GTT TORINO – CAMBIA-MENTI M410 – Organico personale viaggiante

L’ANNOSO PROBLEMA DI GTT: L’ORGANICO del Viaggiante.

Storia, ormai quotidiana, di un’azienda che da anni trascura il bene più prezioso: le maestranze.

I problemi aziendali sono legati, in prima istanza, alla costante carenza dell’organico nei reparti front-line, in particolar modo, manca il personale, tra le file del viaggiante (e delle officine). Ogni giorno, si può dire anche perché i dati non smentiscono, la chiusura del servizio avviene grazie ad un’elevata percentuale di straordinario che oscilla tra il 20-30%; veramente tanto! E’ evidente che se a questo si aggiungono gli altri problemi, che non sono irrilevanti, ne scaturisce un quadro poco rassicurante dello stato di salute di Gtt. Ma, come al solito, ci sono i dubbi che sorgono spontanei, uno fra tutti, questo: “Come è possibile che se mancano autisti, si fanno accordi sindacali per incrementare il personale da adibire al settore impiegatizio (nello specifico lo Spev, ovvero “servizio del personale viaggiante”)?” Fosse solo questo; questo accordo equivale ad un duplice schiaffo dato al personale di guida; infatti chi verrà selezionato (tra le altre cose) dopo 8 anni acquisirà il parametro 175. Si proprio così: dopo 8 anni si “beccano” il 175! Cosa che, come si sa, gli autisti raggiungono dopo 16 anni effettivi di guida e i meccanici, nella quasi totalità, non sanno nemmeno cosa sia. Ebbene si: 8 anni di Spev= parametro 175!

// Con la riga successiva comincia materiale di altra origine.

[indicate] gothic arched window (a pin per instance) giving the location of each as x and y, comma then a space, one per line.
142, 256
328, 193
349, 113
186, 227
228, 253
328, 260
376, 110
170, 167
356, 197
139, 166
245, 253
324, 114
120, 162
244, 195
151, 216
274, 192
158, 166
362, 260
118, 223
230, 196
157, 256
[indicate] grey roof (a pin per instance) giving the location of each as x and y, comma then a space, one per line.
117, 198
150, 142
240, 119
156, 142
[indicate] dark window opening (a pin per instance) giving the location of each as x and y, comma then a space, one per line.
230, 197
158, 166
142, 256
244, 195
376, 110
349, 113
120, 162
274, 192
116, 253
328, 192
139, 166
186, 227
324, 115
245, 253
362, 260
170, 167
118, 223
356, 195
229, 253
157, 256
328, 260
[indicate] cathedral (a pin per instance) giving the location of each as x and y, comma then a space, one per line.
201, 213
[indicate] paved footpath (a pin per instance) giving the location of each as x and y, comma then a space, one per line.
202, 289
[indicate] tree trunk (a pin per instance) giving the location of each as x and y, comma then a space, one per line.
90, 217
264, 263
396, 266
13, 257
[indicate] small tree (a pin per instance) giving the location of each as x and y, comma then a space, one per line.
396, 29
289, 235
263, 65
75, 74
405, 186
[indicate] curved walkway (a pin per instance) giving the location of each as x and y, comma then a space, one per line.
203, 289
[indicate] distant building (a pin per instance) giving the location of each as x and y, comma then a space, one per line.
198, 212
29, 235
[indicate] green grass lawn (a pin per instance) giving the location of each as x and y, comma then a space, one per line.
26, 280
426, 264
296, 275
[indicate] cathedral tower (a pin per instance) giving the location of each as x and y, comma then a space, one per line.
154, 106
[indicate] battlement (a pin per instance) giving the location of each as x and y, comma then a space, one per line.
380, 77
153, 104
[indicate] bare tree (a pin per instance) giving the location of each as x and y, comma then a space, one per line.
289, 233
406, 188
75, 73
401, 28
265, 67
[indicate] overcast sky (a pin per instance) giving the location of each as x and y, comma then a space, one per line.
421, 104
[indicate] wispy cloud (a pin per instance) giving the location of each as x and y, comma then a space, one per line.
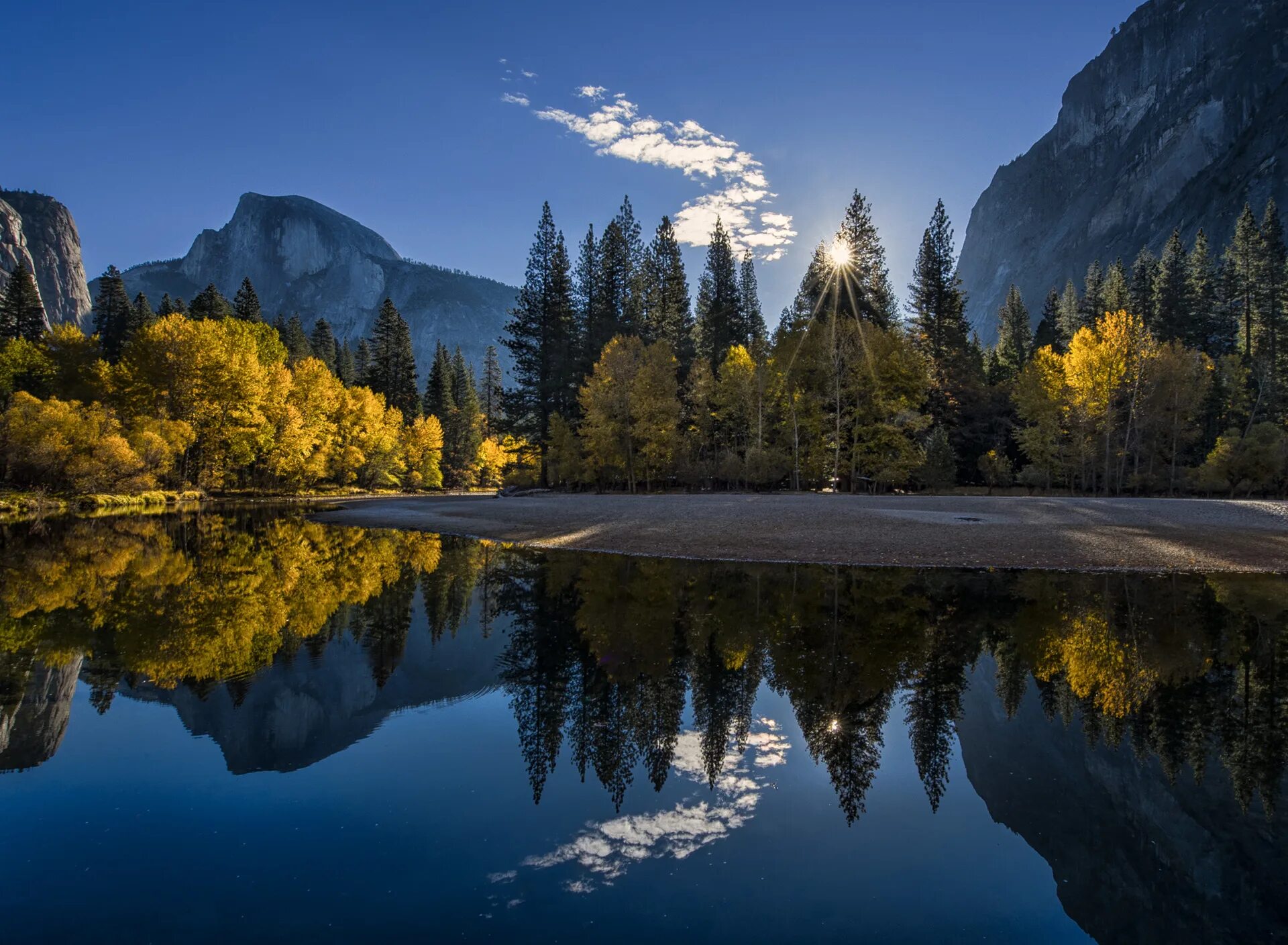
616, 128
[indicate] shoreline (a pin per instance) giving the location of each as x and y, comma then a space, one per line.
1135, 536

Però se la percentuale di straordinario resta così elevata, lamentarsi serve a poco; così come a poco serve reclamare per un corretto adeguamento salariale dello straordinario; e via dicendo.

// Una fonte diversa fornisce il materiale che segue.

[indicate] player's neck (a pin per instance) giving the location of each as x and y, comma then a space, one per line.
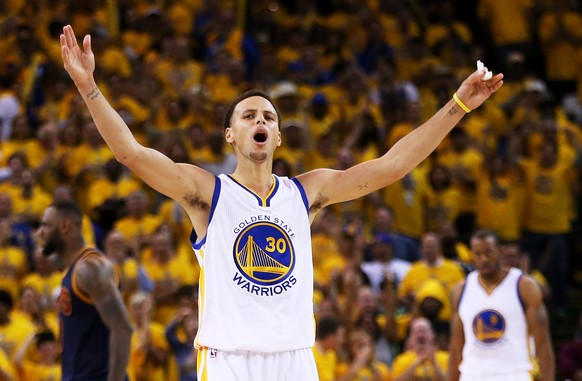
493, 279
72, 252
258, 180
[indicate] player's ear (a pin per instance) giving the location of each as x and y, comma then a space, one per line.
228, 135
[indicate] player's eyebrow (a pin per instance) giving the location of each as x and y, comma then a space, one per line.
265, 112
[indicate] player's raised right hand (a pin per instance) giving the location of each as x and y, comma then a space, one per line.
79, 62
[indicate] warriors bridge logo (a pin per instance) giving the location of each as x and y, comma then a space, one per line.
489, 326
265, 257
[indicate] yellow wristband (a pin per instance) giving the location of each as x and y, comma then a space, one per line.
461, 104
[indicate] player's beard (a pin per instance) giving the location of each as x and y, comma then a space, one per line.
258, 156
52, 245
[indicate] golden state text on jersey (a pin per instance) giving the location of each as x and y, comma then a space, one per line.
264, 256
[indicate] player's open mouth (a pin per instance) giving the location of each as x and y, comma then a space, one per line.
260, 137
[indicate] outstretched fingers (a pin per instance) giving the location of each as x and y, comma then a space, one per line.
70, 39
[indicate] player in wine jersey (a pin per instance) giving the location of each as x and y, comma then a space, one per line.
251, 228
95, 328
496, 310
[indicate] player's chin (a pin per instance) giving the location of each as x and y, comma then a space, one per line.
259, 156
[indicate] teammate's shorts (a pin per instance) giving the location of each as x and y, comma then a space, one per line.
521, 376
297, 365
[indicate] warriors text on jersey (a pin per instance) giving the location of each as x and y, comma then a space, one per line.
496, 335
256, 280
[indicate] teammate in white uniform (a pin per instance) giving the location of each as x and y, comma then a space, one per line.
252, 229
495, 311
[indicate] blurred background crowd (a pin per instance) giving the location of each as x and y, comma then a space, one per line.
351, 78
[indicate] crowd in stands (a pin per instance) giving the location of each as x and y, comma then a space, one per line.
351, 77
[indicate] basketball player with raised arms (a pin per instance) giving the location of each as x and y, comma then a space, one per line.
251, 228
95, 327
496, 310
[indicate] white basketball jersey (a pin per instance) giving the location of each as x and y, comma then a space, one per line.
256, 280
496, 336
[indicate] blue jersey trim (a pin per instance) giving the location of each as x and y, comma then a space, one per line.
462, 294
266, 202
521, 302
215, 195
303, 194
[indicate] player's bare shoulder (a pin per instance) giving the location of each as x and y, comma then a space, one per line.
530, 291
198, 196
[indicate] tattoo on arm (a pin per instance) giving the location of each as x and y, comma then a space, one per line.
365, 186
93, 94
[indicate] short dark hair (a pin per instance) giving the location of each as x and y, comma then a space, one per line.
482, 234
6, 299
242, 97
68, 210
326, 327
45, 336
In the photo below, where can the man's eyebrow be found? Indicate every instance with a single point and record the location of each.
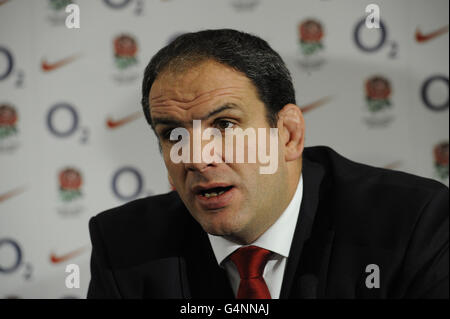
(173, 122)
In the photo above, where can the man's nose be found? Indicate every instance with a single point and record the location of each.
(197, 161)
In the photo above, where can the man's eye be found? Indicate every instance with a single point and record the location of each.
(166, 134)
(223, 124)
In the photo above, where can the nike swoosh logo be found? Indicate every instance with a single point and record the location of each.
(421, 38)
(47, 67)
(57, 259)
(313, 105)
(11, 193)
(112, 124)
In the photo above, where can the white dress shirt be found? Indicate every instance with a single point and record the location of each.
(277, 238)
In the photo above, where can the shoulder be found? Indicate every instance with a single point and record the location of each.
(134, 231)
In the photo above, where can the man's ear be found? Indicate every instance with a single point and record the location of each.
(172, 186)
(291, 126)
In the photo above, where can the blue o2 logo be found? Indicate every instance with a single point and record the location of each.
(127, 183)
(72, 122)
(63, 121)
(11, 255)
(425, 93)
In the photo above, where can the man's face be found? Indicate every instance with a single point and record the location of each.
(222, 98)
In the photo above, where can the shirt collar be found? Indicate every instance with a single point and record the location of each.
(277, 238)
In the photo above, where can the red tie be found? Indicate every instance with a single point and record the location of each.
(250, 262)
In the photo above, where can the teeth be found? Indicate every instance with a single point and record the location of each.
(213, 194)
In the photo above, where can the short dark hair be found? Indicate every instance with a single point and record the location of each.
(242, 51)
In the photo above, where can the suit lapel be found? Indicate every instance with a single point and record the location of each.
(205, 278)
(305, 285)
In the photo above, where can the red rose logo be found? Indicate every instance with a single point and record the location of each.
(125, 46)
(310, 31)
(378, 88)
(8, 115)
(70, 179)
(441, 154)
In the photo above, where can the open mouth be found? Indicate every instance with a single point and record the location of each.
(214, 192)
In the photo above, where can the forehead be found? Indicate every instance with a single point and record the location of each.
(198, 85)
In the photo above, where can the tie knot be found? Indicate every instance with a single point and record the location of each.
(250, 261)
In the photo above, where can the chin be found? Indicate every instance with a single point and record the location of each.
(222, 226)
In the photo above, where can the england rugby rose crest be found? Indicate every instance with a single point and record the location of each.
(125, 49)
(70, 182)
(378, 93)
(440, 153)
(310, 34)
(8, 120)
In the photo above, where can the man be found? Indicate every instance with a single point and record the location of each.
(320, 226)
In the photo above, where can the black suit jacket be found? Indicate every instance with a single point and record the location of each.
(351, 216)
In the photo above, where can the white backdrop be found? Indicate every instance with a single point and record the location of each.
(61, 163)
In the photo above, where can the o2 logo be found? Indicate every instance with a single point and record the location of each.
(425, 93)
(7, 67)
(382, 41)
(127, 183)
(121, 4)
(12, 258)
(68, 122)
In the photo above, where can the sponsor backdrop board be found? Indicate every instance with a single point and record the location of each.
(74, 142)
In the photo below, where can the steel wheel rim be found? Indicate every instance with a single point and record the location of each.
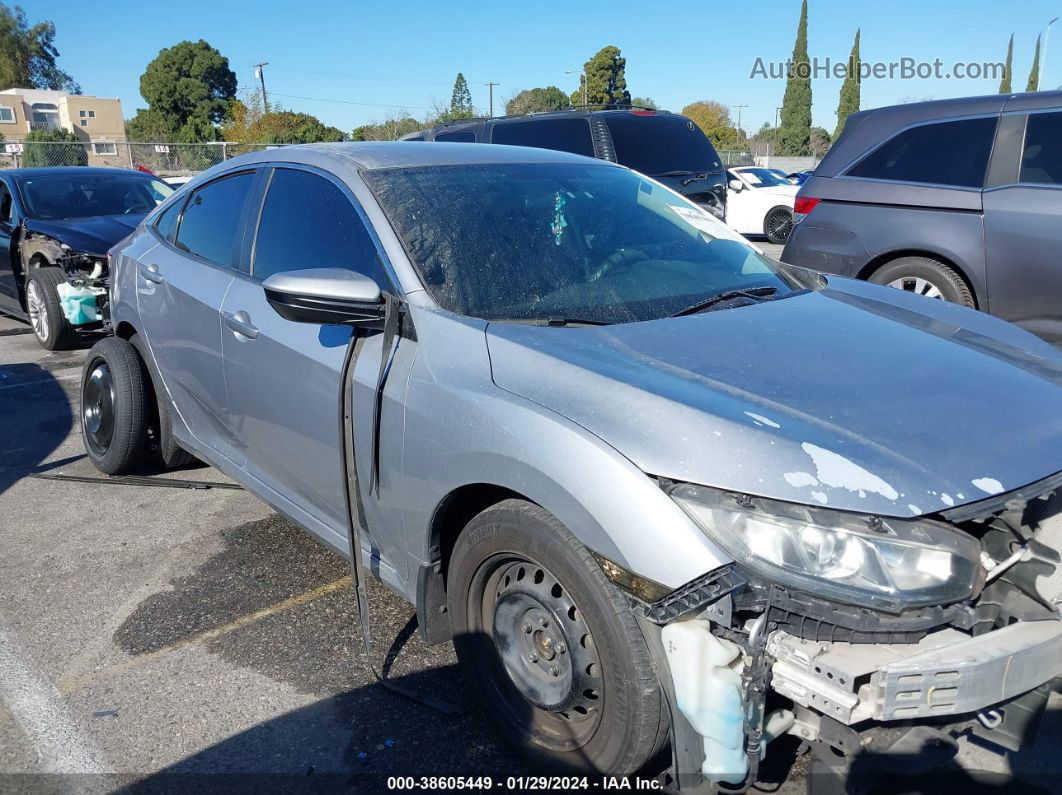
(919, 286)
(561, 711)
(98, 409)
(780, 224)
(38, 311)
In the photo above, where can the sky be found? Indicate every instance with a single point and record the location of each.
(353, 63)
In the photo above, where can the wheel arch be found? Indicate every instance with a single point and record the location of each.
(884, 259)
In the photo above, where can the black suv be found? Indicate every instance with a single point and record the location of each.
(663, 145)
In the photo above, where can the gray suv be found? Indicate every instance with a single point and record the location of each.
(650, 482)
(959, 200)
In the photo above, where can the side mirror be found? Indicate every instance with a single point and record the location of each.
(326, 295)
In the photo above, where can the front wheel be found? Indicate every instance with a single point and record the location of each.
(550, 645)
(115, 409)
(777, 224)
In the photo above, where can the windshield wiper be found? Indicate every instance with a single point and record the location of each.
(754, 293)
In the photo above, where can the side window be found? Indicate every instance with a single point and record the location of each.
(166, 224)
(210, 225)
(463, 136)
(5, 204)
(564, 135)
(944, 153)
(308, 222)
(1042, 154)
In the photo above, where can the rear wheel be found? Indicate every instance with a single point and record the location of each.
(115, 409)
(550, 645)
(50, 326)
(926, 277)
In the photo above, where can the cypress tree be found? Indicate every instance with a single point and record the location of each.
(1005, 83)
(1033, 84)
(794, 132)
(849, 102)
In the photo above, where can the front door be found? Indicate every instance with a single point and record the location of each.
(285, 378)
(181, 287)
(1023, 234)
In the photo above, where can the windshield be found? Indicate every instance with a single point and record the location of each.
(661, 144)
(55, 196)
(763, 177)
(544, 242)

E’ ovvio che un riconoscimento agli impiegati Spev va dato, se non altro, per il coraggio con il quale telefonano, invadendo la vita privata di ognuno di noi, alla costante ricerca di “volontari” pronti a collaborare con l’azienda…

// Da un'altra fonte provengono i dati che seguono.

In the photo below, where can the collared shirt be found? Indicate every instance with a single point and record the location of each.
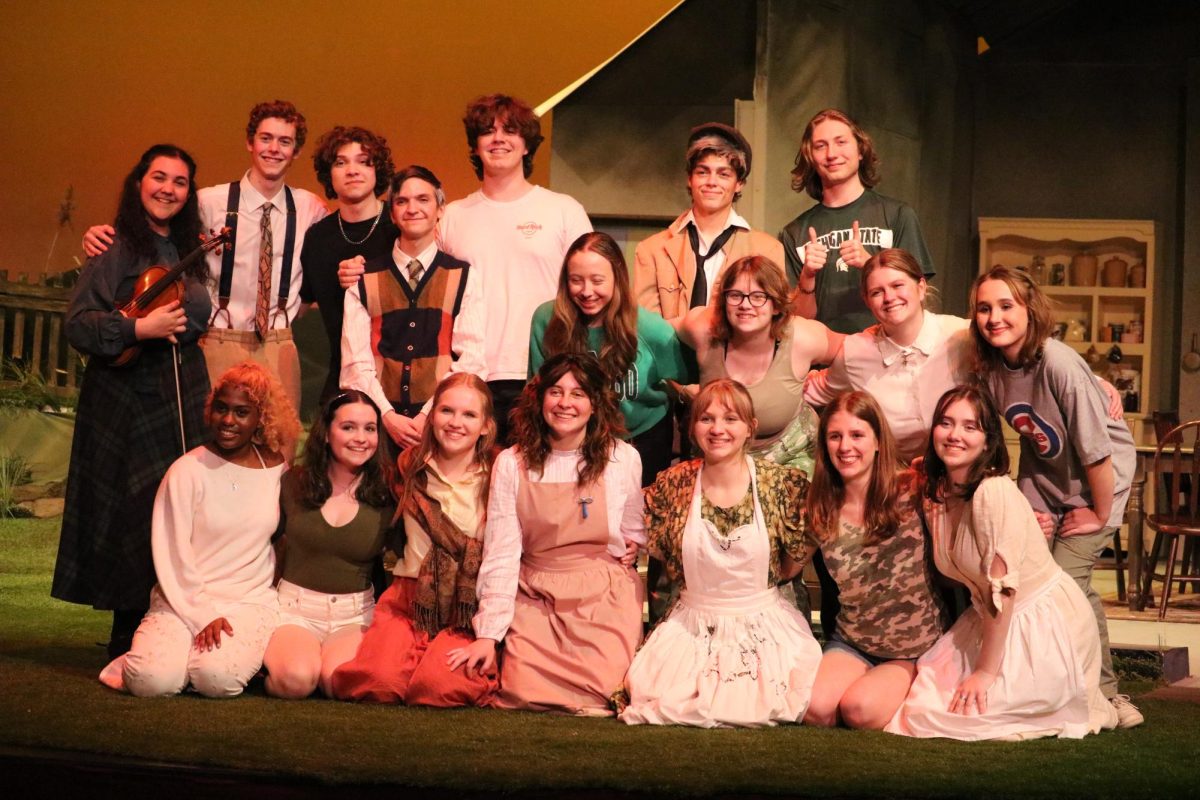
(402, 259)
(906, 382)
(503, 541)
(717, 262)
(244, 292)
(460, 504)
(466, 336)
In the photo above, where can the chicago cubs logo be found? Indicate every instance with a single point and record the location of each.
(1045, 440)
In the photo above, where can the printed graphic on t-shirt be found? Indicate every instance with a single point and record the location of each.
(627, 388)
(879, 238)
(1047, 441)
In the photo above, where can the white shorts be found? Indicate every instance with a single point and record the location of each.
(323, 614)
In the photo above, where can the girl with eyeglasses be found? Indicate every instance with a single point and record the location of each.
(748, 334)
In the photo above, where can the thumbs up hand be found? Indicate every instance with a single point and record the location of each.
(852, 251)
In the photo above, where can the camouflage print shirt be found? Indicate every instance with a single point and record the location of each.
(889, 606)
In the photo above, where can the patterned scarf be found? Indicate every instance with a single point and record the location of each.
(445, 585)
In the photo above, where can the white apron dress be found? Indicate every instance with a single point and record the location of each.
(732, 651)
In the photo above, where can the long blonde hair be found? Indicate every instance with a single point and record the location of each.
(414, 459)
(279, 427)
(568, 331)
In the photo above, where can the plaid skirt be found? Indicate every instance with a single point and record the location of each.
(125, 438)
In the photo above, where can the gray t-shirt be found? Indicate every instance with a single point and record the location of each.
(1060, 411)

E che dire degli ultimi assunti “costretti” a regalare giornate di riposo? Beh (come dicono in tanti e purtroppo trattasi, anche, di colleghi che apparentemente non dovrebbero ragionare in questa maniera), fortuna che hai un lavoro?!?! Di questo passo si potrebbe pensare di legalizzare la schiavitù, pur di lavorare!!! La nostra Costituzione dice altre cose…

Esistono, nonostante tutto, condizioni di privilegio in sfregio ai lavoratori: quella del sindacalista.

Eh si, perché essere sindacalista è una condizione che si ottiene dopo un po’ di anni di gavetta all’interno delle variegate Organizzazioni Sindacali. Cosa determina questa condizione? Il riposo fisso domenicale. Oltre, ovviamente, ai permessi sindacali stabiliti dai vari contratti nazionali e di secondo livello.

Se poi andiamo a rendicontare le condizioni di lavoro, anche queste peggiorate in maniera esponenziale, la desolazione sale alle stelle. Mezzi senza i programmi di manutenzione (ordinaria e straordinaria) mezzi usati per i ricambi e con un’anzianità esagerata; orari di guida proponibili in formula 1; struttura degli orari che non garantisce il costante recupero psicofisico; ecc…

Noi di Cambia Menti M410 ci vogliamo provare, ma serve l’aiuto e la collaborazione di tutti i colleghi stanchi di questo sistema; stiamo preparando una nostra piattaforma di Contratto Integrativo che andremo quanto prima ad illustrare in mezzo ai lavoratori.